Zuckerman cited the backlash in recent days against Facebook News Feed, for its algorithmic approach to its News Feed. “I don’t think somebody sat at Facebook sat down and said, ‘let’s create an amazing propaganda machine to delegitimize mainstream media as a whole,’” he said of News Feed’s share and like based incentive structure that has exacerbated filter bubbles and the sharing of fake news. Schiller echoed this point as well.. “Don’t blame Facebook,” she wrote. “They could not have been clearer when they released this statement on June 29th [which read,] ‘Our top priority is keeping you connected to the people, places and things you want to be connected to — starting with the people you are friends with on Facebook’. With this blog post, they quite literally declare themselves in the filter bubble business.”

“What all platforms ought to be doing now is studying themselves as aggressively as all of us are studying them,” Zuckerman said. “They need to be asking, ‘is this where we want our technology to go?’ And these companies have to think of an abuse department as a community management department that’s constantly asking, ‘what do we want to be?’”

That sort of self-introspection has, historically, been rare at the big platforms. Twitter’s response to its ten years of amplifying harassment has rarely produced more than a tacit acknowledgement of the problem and a resolve not to stray from its free speech foundings while Facebook’s commitment to news is consistently overshadowed by its ambition to connect the world and to show users what they want. In both cases, like Reddit, the arduous process of examining their roles and course correcting often loses out to the idealistic promise of the original vision.

“I wouldn’t say that Twitter and the platforms did what they were supposed to do, but they definitely did what they're presently set up to do,” the senior former Twitter employee said. “And that’s because nobody has ever really intervened to fix them in ways that were quite fixable if you just had a thesis for what it was supposed to be. We've built our own weapon of social destruction and haven't handled it with care.
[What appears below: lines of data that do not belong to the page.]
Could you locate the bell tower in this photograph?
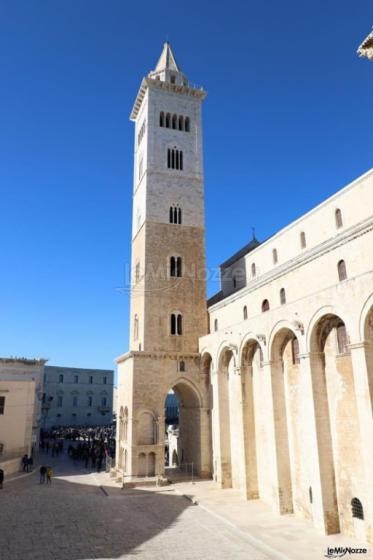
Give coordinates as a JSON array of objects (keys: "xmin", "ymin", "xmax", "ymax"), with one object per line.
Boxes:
[{"xmin": 116, "ymin": 43, "xmax": 211, "ymax": 478}]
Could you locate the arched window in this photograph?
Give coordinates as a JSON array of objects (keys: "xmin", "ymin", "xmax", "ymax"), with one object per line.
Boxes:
[
  {"xmin": 167, "ymin": 148, "xmax": 183, "ymax": 171},
  {"xmin": 170, "ymin": 257, "xmax": 182, "ymax": 278},
  {"xmin": 133, "ymin": 315, "xmax": 139, "ymax": 340},
  {"xmin": 337, "ymin": 323, "xmax": 348, "ymax": 354},
  {"xmin": 338, "ymin": 260, "xmax": 347, "ymax": 282},
  {"xmin": 351, "ymin": 498, "xmax": 364, "ymax": 520},
  {"xmin": 291, "ymin": 336, "xmax": 300, "ymax": 364},
  {"xmin": 170, "ymin": 313, "xmax": 183, "ymax": 335},
  {"xmin": 335, "ymin": 208, "xmax": 343, "ymax": 228},
  {"xmin": 170, "ymin": 206, "xmax": 182, "ymax": 224}
]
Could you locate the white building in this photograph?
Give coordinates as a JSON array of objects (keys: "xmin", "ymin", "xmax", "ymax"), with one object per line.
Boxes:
[
  {"xmin": 117, "ymin": 44, "xmax": 373, "ymax": 542},
  {"xmin": 42, "ymin": 366, "xmax": 114, "ymax": 429},
  {"xmin": 0, "ymin": 358, "xmax": 45, "ymax": 473}
]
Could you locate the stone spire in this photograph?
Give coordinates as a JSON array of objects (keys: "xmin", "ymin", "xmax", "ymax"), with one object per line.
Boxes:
[{"xmin": 149, "ymin": 41, "xmax": 188, "ymax": 86}]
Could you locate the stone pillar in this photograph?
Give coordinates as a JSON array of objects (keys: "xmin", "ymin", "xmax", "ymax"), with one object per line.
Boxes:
[
  {"xmin": 346, "ymin": 342, "xmax": 373, "ymax": 542},
  {"xmin": 240, "ymin": 366, "xmax": 260, "ymax": 500},
  {"xmin": 199, "ymin": 407, "xmax": 212, "ymax": 478},
  {"xmin": 300, "ymin": 352, "xmax": 339, "ymax": 535},
  {"xmin": 263, "ymin": 360, "xmax": 293, "ymax": 514}
]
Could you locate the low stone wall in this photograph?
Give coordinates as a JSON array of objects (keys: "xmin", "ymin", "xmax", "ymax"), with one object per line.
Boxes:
[{"xmin": 0, "ymin": 457, "xmax": 21, "ymax": 476}]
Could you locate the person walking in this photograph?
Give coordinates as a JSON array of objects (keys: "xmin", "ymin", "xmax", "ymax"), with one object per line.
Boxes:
[
  {"xmin": 47, "ymin": 467, "xmax": 53, "ymax": 484},
  {"xmin": 39, "ymin": 465, "xmax": 47, "ymax": 484}
]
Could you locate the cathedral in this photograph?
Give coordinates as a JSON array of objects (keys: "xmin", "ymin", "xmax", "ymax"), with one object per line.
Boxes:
[{"xmin": 116, "ymin": 43, "xmax": 373, "ymax": 542}]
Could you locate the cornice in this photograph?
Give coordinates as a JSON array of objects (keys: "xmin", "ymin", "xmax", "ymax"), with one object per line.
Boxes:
[{"xmin": 208, "ymin": 216, "xmax": 373, "ymax": 312}]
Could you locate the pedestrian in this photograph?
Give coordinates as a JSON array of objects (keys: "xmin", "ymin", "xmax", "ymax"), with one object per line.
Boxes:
[
  {"xmin": 47, "ymin": 467, "xmax": 53, "ymax": 484},
  {"xmin": 39, "ymin": 465, "xmax": 47, "ymax": 484}
]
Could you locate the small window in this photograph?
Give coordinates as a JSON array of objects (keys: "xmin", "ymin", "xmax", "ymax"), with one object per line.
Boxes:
[
  {"xmin": 335, "ymin": 208, "xmax": 343, "ymax": 229},
  {"xmin": 133, "ymin": 315, "xmax": 139, "ymax": 340},
  {"xmin": 291, "ymin": 336, "xmax": 300, "ymax": 364},
  {"xmin": 135, "ymin": 263, "xmax": 140, "ymax": 284},
  {"xmin": 351, "ymin": 498, "xmax": 364, "ymax": 520},
  {"xmin": 337, "ymin": 323, "xmax": 348, "ymax": 354},
  {"xmin": 338, "ymin": 260, "xmax": 347, "ymax": 282},
  {"xmin": 170, "ymin": 257, "xmax": 182, "ymax": 278}
]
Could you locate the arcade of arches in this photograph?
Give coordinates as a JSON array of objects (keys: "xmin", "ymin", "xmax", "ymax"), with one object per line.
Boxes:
[{"xmin": 199, "ymin": 298, "xmax": 373, "ymax": 541}]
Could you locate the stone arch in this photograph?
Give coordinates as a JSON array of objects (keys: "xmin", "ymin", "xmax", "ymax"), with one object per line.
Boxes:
[
  {"xmin": 148, "ymin": 451, "xmax": 156, "ymax": 476},
  {"xmin": 163, "ymin": 377, "xmax": 211, "ymax": 476},
  {"xmin": 270, "ymin": 328, "xmax": 304, "ymax": 516},
  {"xmin": 137, "ymin": 410, "xmax": 156, "ymax": 445},
  {"xmin": 310, "ymin": 312, "xmax": 364, "ymax": 534}
]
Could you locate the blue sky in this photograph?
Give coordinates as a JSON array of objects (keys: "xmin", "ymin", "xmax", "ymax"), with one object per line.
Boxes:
[{"xmin": 0, "ymin": 0, "xmax": 373, "ymax": 374}]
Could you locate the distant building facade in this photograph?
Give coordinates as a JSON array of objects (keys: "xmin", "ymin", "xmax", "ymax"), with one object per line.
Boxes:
[
  {"xmin": 116, "ymin": 44, "xmax": 373, "ymax": 542},
  {"xmin": 42, "ymin": 366, "xmax": 114, "ymax": 429},
  {"xmin": 0, "ymin": 358, "xmax": 45, "ymax": 474}
]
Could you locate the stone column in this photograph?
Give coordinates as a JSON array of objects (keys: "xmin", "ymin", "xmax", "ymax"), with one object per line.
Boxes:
[
  {"xmin": 300, "ymin": 352, "xmax": 339, "ymax": 535},
  {"xmin": 240, "ymin": 366, "xmax": 260, "ymax": 500},
  {"xmin": 199, "ymin": 407, "xmax": 212, "ymax": 478},
  {"xmin": 346, "ymin": 342, "xmax": 373, "ymax": 542},
  {"xmin": 263, "ymin": 360, "xmax": 293, "ymax": 514}
]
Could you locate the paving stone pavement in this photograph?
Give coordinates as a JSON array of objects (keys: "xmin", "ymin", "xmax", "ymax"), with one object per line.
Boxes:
[{"xmin": 0, "ymin": 457, "xmax": 271, "ymax": 560}]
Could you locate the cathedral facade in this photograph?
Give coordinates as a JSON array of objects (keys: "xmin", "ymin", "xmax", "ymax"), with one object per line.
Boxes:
[{"xmin": 116, "ymin": 44, "xmax": 373, "ymax": 541}]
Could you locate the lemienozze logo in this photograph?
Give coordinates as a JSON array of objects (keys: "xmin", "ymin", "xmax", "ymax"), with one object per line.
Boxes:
[{"xmin": 325, "ymin": 546, "xmax": 368, "ymax": 558}]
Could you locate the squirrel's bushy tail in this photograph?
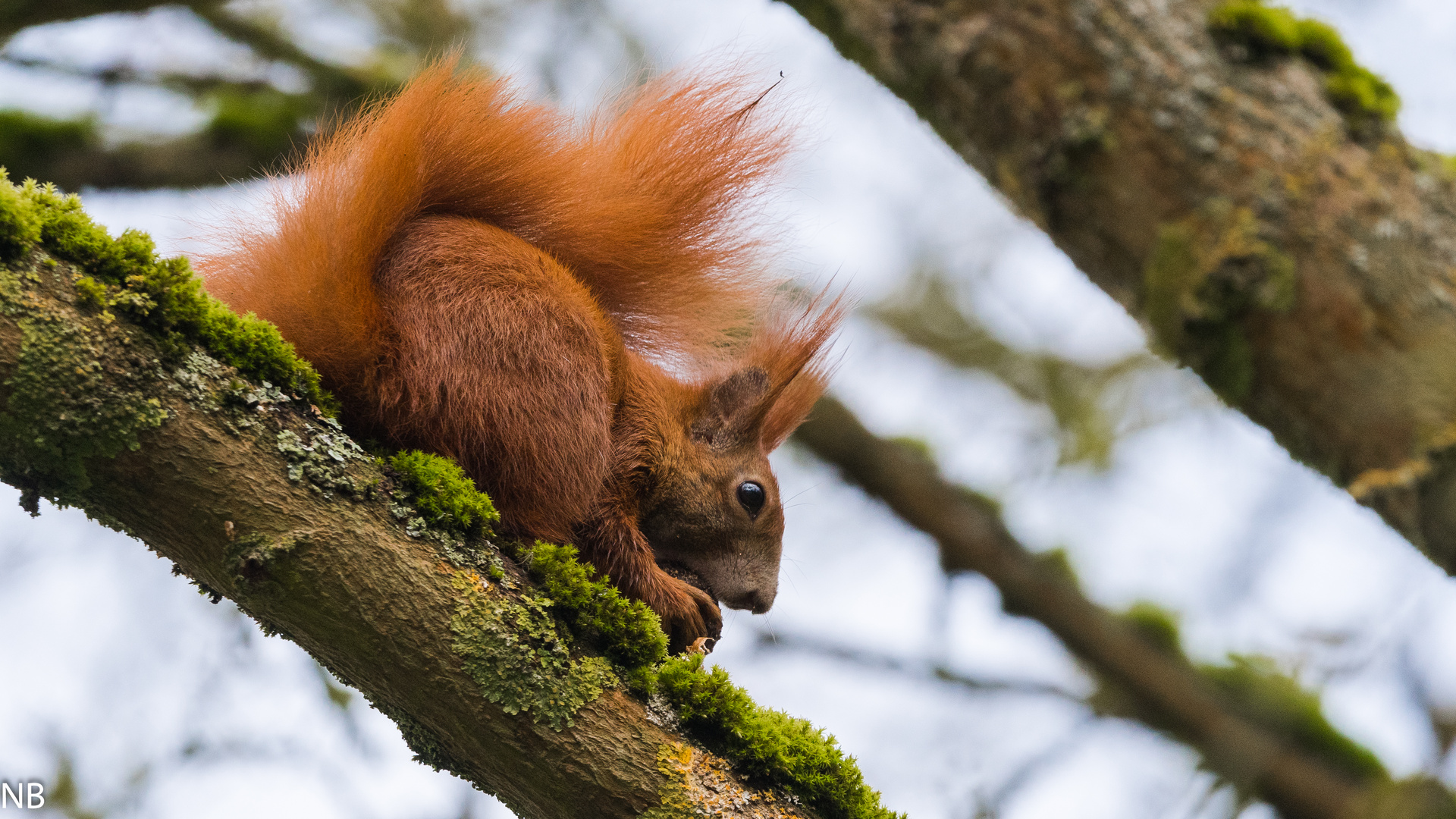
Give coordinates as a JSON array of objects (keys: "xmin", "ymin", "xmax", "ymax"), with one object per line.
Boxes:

I think that’s a fair conclusion.”

Miley echoed the thought. “Black Lives Matter used Twitter with ruthless effectiveness. So did Gamergaters. And guess who else learned to use it with ruthless effectiveness? Trump and the alt-right — few did it better.”

"We've built our own weapon of social destruction and haven't handled it with care."

In the aftermath of the 2016 presidential election, there’s a reckoning occurring among Silicon Valley’s rank and file.But it’s not at all clear if it extends to the founders of Twitter and Facebook, who continue to shape those platforms. For now, these leaders seem more apprehensive to acknowledge their role and more willing to discuss the internet we wanted and thought was possible than the internet of our current reality.

Last night, Twitter’s CEO Jack Dorsey tweeted vaguely about politics and the role that his companies (Dorsey is also CEO of Square) might play in the future. But he stopped short of acknowledging Twitter’s role in the months and years leading up to the election. “I commit to using the privilege I currently have to always speak this truth to power, and to ensure the common good leads everything we do,” he said. Similarly, a statement from Facebook founder, Mark Zuckerberg, was sober, hopeful and ambitious, but did not acknowledge questions of media responsibility that have dogged the social network for the past 15 months.

In response to a Bloomberg article about Facebook’s role in the election, a Facebook spokeswoman also shied away from any culpability saying, “while Facebook played a part in this election, it was just one of many ways people received their information – and was one of the many ways people connected with their leaders, engaged in the political process and shared their views.”

There are two ways to interpret that statement. The first, as a defensive abdication of responsibility. The other? The platform worked just as it was supposed to do.